Americans should receive legally mandated parental leave; the government should pay for universal child care and early education; health care should be provided by the state, not employers; and welfare benefits should be less contingent on work requirements. Yet ensuring that people are not reliant on their employers just to live a minimally comfortable life does not mean that we should reject work as something that can provide life meaning. In fact, instituting such policies would allow people to find more meaningful work by making it easier to switch jobs and devaluing the importance of job benefits relative to job fulfillment.

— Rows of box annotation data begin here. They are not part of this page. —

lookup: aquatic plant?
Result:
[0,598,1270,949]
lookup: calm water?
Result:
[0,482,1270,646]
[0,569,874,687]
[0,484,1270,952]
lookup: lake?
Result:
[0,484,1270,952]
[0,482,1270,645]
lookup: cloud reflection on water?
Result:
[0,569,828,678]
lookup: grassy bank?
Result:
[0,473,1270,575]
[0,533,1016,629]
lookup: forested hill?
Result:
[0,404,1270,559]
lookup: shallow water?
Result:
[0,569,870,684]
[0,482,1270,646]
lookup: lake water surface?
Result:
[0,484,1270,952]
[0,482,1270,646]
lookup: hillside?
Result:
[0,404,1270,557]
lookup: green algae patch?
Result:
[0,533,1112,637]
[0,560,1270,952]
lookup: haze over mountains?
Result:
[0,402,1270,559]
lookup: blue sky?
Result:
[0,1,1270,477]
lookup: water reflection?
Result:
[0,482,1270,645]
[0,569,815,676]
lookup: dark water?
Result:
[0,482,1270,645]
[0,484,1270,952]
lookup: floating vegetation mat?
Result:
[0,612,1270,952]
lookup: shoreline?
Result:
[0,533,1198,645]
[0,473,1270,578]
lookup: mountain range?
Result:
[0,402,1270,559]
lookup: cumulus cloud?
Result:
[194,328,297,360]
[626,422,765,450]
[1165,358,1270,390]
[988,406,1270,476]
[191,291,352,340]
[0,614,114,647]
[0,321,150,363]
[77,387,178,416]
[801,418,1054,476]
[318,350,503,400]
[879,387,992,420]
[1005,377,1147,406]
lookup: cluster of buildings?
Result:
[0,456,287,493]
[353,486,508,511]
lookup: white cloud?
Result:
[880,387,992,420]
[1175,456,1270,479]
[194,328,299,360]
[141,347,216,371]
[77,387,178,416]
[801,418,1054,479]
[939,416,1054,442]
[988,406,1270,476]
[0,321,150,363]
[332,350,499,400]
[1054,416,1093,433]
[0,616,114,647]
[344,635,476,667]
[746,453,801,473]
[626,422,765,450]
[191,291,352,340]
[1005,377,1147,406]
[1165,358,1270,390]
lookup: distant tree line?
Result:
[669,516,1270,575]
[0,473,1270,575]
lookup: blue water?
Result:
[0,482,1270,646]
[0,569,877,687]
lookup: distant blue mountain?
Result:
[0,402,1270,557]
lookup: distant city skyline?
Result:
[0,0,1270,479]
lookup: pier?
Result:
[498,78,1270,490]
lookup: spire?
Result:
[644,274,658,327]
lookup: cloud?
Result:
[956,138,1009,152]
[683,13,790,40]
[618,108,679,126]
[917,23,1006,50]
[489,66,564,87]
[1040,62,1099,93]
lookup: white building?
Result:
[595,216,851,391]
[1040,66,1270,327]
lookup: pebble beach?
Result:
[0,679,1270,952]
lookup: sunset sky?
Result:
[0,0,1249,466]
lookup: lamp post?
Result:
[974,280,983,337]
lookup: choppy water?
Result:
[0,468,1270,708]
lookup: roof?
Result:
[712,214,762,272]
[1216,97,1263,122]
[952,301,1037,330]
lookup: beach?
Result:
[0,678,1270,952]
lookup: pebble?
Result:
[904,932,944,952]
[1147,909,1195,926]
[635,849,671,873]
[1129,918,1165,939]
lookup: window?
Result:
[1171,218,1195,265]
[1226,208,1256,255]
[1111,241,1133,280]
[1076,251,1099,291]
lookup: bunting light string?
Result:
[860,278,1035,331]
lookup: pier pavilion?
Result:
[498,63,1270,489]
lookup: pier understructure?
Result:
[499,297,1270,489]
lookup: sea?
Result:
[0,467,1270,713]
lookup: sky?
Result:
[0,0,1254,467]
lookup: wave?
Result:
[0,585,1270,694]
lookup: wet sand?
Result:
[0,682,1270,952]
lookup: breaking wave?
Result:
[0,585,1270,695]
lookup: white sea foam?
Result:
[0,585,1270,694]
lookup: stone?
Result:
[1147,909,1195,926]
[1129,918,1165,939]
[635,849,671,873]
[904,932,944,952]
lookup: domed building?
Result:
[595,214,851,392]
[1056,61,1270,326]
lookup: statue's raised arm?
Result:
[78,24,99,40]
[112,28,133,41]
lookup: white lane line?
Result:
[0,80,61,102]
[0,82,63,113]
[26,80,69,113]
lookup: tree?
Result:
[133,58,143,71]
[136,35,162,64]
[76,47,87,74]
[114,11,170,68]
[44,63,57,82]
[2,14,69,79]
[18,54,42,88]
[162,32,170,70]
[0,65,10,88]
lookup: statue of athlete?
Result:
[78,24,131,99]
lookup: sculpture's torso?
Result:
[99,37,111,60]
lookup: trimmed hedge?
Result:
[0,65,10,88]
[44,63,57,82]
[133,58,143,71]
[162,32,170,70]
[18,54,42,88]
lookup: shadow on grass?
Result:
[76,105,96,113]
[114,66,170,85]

The caveat, of course, is something that the author rightly points out: Not all people have the luxury or luck of finding a fulfilling job or career. Just like some people don’t have the luxury of unflappable religious faith or the luck of rewarding relationships with family and friends. And we certainly shouldn’t punish through poor public policy those for whom work is not central to their lives, whether because of choice or otherwise. Yet to acknowledge the limits of workism’s applicability isn’t to say it can’t be worthwhile for some.
Benjamin Luehrs
New York, N.Y.
Derek Thompson replies:
I’ve been blown away by the response to my workism article and am deeply grateful to everybody who’s read it and grappled with the piece—which was, frankly, an act of thinking through a phenomenon more than a confident diagnosis. I’d like to thank these writers—and the many who emailed me directly—for putting the meat of analysis, historical thought, and personal anecdote on the bones of my provocation.